“Send me a wire,” he said.

The Colonel thrust his head out of the window.

“You’re not coming?”

“No.” The young man gave an expressive glance in the direction of Mrs Lawless, seated in the far corner of the carriage with the fragrant drooping flowers in her lap. “Grit wouldn’t thank us for making a picnic, or a funeral party, of it with her there,” he said.

Colonel Grey understood.

“I’ll let you know immediately,” he promised, and sank back on the cushions, taking off his hat and mopping his much perplexed and perspiring brow as the train moved slowly out.

He looked across at Mrs Lawless. She was gazing out of the window at the sunny country as it swept past her view with eyes that saw nothing consciously, and with thoughts, he rightly conjectured, far away from her surroundings. He tried to think of her in this new connection that she had sprung on him so suddenly and for which he had been so wholly unprepared; tried, but failed to remember, what Lawless had said in respect of his relationship with her that had so entirely misled him. He recalled that he had asked point blank whether he was a connection of hers, recalled too the ambiguous answer to his question: “By marriage only.” Truly a man may usually be said to be related to his wife by marriage only. But the answer had been given with intent to deceive. And Lawless had said other things that had tended to turn his mind from any such suspicion. For private reasons he had desired to conceal the fact of his marriage.

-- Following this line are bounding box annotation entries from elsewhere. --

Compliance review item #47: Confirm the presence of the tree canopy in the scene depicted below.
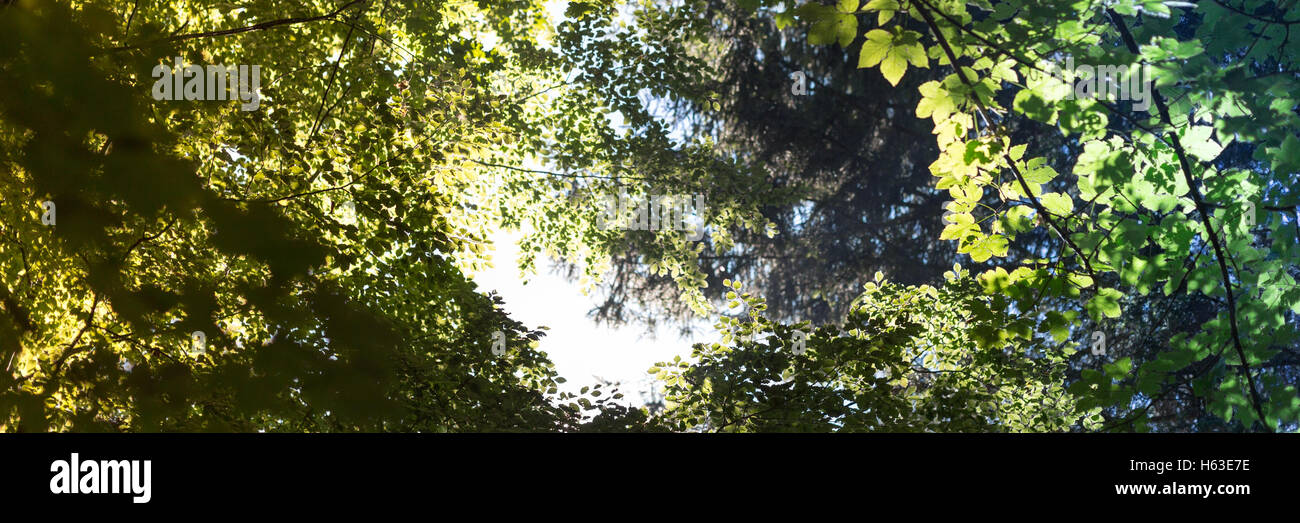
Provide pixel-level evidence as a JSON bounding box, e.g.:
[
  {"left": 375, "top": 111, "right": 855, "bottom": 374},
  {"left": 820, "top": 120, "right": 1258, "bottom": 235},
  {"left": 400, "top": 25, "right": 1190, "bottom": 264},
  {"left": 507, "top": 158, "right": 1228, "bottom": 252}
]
[{"left": 0, "top": 0, "right": 1300, "bottom": 432}]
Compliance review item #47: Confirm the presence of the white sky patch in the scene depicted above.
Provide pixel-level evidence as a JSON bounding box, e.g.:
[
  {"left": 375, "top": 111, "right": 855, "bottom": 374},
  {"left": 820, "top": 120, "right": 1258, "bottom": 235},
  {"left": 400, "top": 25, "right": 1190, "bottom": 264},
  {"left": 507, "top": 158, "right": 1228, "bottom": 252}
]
[{"left": 472, "top": 230, "right": 716, "bottom": 405}]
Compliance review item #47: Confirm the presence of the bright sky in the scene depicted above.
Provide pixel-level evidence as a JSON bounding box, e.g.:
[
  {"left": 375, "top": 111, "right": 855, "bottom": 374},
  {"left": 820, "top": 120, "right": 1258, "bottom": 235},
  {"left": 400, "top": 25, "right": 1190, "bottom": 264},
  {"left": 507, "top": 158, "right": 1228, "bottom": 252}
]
[
  {"left": 471, "top": 0, "right": 715, "bottom": 405},
  {"left": 471, "top": 230, "right": 716, "bottom": 405}
]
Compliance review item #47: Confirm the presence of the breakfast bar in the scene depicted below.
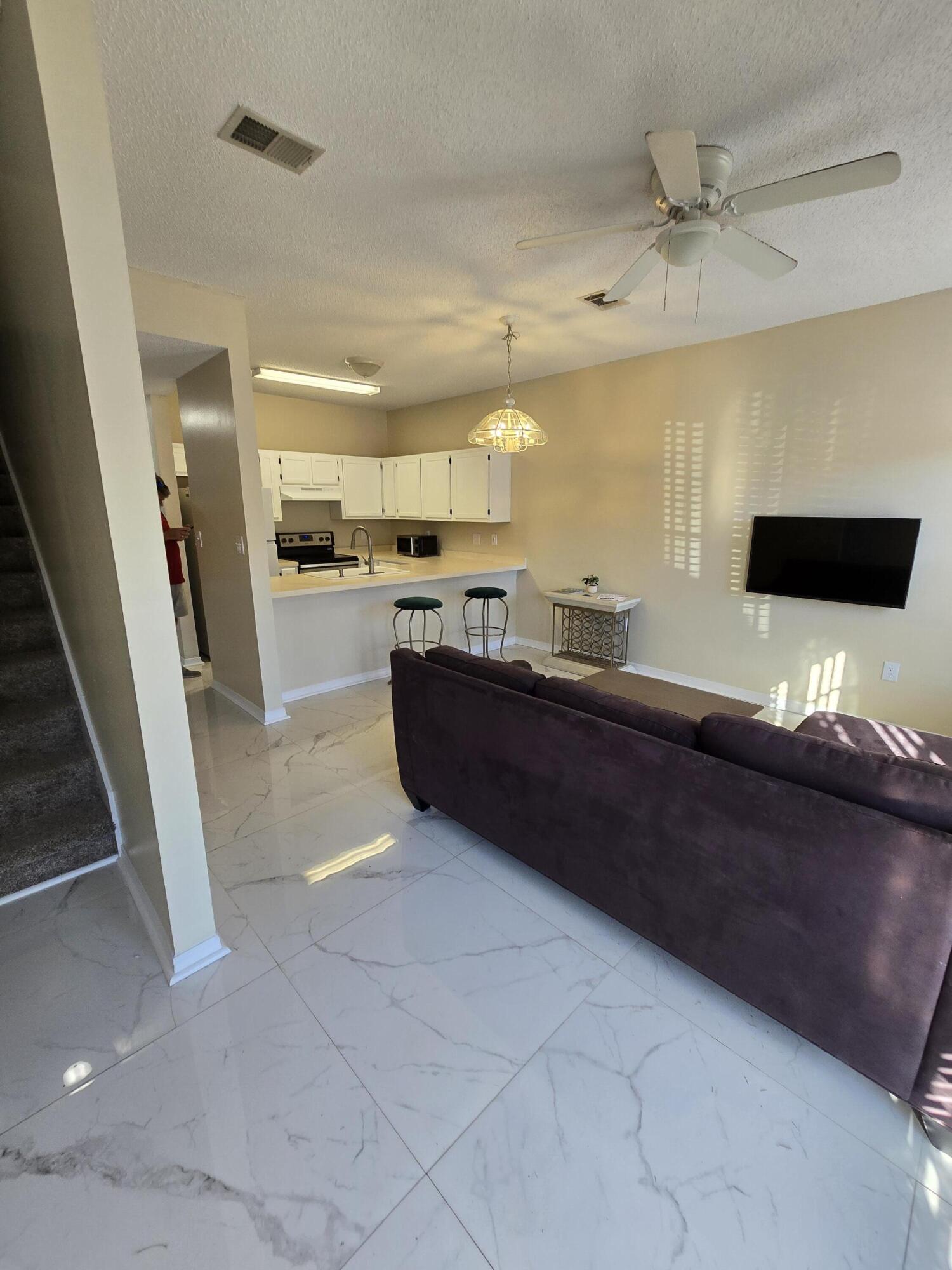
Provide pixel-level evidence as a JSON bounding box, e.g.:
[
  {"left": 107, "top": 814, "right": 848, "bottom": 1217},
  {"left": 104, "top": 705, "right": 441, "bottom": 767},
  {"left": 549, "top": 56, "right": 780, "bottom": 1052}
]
[{"left": 272, "top": 547, "right": 526, "bottom": 701}]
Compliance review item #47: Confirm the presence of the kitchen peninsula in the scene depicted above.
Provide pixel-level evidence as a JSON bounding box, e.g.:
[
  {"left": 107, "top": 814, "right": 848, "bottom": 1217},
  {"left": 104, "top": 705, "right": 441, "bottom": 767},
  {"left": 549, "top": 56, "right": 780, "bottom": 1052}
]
[{"left": 272, "top": 546, "right": 526, "bottom": 701}]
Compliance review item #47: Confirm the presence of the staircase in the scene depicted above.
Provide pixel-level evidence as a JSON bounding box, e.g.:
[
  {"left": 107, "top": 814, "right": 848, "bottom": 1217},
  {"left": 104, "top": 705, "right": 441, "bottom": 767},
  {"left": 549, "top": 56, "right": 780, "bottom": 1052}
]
[{"left": 0, "top": 460, "right": 116, "bottom": 898}]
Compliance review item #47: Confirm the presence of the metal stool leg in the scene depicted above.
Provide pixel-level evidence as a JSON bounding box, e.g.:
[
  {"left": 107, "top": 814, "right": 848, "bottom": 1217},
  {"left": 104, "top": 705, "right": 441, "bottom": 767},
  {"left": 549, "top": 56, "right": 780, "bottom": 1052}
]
[{"left": 463, "top": 596, "right": 472, "bottom": 653}]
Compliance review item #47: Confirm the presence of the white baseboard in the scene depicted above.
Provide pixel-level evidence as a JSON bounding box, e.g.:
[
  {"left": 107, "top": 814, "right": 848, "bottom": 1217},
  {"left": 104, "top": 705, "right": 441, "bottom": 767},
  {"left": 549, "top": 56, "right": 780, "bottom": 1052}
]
[
  {"left": 281, "top": 635, "right": 523, "bottom": 718},
  {"left": 169, "top": 932, "right": 231, "bottom": 988},
  {"left": 0, "top": 855, "right": 119, "bottom": 908},
  {"left": 505, "top": 635, "right": 552, "bottom": 653},
  {"left": 515, "top": 635, "right": 811, "bottom": 714},
  {"left": 281, "top": 665, "right": 390, "bottom": 718},
  {"left": 119, "top": 852, "right": 231, "bottom": 986},
  {"left": 119, "top": 852, "right": 175, "bottom": 980},
  {"left": 212, "top": 679, "right": 289, "bottom": 723}
]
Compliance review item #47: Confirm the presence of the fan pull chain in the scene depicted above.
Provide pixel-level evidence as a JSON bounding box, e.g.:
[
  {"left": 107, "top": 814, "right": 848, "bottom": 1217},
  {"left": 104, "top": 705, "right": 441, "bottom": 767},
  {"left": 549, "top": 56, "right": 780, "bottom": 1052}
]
[{"left": 694, "top": 258, "right": 704, "bottom": 326}]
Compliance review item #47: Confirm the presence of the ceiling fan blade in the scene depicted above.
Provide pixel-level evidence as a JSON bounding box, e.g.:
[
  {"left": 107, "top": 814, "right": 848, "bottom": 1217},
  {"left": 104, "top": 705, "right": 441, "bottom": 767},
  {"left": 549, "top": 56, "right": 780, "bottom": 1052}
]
[
  {"left": 715, "top": 225, "right": 797, "bottom": 278},
  {"left": 645, "top": 132, "right": 701, "bottom": 207},
  {"left": 602, "top": 243, "right": 661, "bottom": 305},
  {"left": 722, "top": 150, "right": 901, "bottom": 216},
  {"left": 515, "top": 221, "right": 665, "bottom": 251}
]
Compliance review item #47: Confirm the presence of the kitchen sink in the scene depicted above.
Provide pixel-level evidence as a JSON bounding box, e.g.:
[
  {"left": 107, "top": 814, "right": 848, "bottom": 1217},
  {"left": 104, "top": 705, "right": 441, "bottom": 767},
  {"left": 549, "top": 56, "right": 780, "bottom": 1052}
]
[{"left": 344, "top": 560, "right": 410, "bottom": 578}]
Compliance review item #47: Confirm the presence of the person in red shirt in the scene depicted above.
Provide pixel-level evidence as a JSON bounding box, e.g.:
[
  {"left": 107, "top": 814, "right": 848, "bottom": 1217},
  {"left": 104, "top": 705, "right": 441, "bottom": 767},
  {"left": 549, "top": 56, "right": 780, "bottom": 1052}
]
[{"left": 155, "top": 472, "right": 199, "bottom": 679}]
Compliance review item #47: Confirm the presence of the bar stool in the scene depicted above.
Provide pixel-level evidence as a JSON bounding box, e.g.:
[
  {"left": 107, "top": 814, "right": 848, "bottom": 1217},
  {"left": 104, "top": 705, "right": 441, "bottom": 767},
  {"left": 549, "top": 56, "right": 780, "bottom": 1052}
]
[
  {"left": 393, "top": 596, "right": 443, "bottom": 653},
  {"left": 463, "top": 587, "right": 509, "bottom": 662}
]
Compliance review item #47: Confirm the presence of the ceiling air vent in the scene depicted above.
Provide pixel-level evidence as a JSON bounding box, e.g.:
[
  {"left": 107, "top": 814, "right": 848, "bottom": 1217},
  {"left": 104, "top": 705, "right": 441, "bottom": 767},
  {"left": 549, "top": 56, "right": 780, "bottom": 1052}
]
[
  {"left": 579, "top": 291, "right": 631, "bottom": 309},
  {"left": 218, "top": 105, "right": 324, "bottom": 175}
]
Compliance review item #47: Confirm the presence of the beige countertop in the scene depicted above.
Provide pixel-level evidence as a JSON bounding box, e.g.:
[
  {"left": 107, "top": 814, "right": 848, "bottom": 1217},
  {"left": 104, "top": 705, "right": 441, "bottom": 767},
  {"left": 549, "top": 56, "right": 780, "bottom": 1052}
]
[{"left": 270, "top": 546, "right": 526, "bottom": 599}]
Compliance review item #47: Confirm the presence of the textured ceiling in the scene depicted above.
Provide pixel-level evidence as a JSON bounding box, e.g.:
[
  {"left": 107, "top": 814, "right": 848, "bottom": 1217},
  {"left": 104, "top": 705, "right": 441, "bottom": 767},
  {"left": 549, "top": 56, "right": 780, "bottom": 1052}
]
[
  {"left": 95, "top": 0, "right": 952, "bottom": 409},
  {"left": 138, "top": 331, "right": 221, "bottom": 395}
]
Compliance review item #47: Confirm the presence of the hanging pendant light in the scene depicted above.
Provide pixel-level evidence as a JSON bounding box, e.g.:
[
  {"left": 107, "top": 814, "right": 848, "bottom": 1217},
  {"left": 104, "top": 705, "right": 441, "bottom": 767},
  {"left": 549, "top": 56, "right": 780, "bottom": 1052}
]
[{"left": 468, "top": 314, "right": 548, "bottom": 455}]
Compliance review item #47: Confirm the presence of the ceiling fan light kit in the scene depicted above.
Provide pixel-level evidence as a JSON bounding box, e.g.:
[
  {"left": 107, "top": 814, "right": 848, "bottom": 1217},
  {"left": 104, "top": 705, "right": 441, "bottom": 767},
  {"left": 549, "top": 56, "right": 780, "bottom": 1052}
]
[
  {"left": 515, "top": 131, "right": 901, "bottom": 310},
  {"left": 466, "top": 314, "right": 548, "bottom": 455}
]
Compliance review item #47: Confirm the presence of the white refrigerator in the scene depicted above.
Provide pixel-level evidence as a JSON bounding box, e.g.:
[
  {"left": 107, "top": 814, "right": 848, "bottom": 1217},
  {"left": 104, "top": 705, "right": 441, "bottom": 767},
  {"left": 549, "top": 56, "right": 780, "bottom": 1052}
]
[{"left": 261, "top": 485, "right": 281, "bottom": 578}]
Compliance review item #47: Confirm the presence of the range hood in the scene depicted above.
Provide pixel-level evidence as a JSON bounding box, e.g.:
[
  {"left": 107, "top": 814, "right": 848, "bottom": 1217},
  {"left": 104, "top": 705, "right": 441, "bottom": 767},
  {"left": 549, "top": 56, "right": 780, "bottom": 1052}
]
[{"left": 281, "top": 481, "right": 341, "bottom": 503}]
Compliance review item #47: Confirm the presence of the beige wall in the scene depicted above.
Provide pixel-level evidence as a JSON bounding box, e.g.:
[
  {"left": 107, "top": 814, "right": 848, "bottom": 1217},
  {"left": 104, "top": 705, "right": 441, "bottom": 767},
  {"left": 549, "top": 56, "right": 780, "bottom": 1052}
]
[
  {"left": 253, "top": 392, "right": 387, "bottom": 456},
  {"left": 254, "top": 392, "right": 393, "bottom": 546},
  {"left": 0, "top": 0, "right": 215, "bottom": 952},
  {"left": 129, "top": 269, "right": 284, "bottom": 718},
  {"left": 388, "top": 291, "right": 952, "bottom": 732}
]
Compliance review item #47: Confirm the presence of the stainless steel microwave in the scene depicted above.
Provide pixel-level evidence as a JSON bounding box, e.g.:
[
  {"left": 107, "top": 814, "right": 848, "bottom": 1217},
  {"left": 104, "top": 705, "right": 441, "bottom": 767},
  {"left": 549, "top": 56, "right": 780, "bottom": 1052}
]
[{"left": 397, "top": 533, "right": 439, "bottom": 555}]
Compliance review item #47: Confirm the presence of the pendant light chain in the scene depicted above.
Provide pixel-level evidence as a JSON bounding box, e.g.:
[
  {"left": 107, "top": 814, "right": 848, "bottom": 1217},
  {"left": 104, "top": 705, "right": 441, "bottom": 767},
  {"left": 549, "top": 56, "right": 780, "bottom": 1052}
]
[
  {"left": 503, "top": 324, "right": 519, "bottom": 398},
  {"left": 467, "top": 318, "right": 548, "bottom": 455}
]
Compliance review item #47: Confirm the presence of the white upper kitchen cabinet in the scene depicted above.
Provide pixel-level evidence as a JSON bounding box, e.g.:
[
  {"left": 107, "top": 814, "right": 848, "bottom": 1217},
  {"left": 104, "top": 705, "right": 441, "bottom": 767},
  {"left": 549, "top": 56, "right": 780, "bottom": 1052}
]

It was long before Mrs Lawless turned her face in his direction; when she did he saw that her eyes were filled with a great hopelessness, and something that resembled dread. Unconsciously she fingered the roses in her lap, touching them with a nervous caressing hand.

“I am afraid,” she said, and looked at him wistfully. “I have never imagined anything like this... I thought I was going Home without ever seeing his face again. I had reconciled myself to that. And now... It ought not to be more difficult to part from the dead than to part irrevocably from the living. But it is.”

She looked down suddenly at the roses, and lifted them gently, and laid them against her face.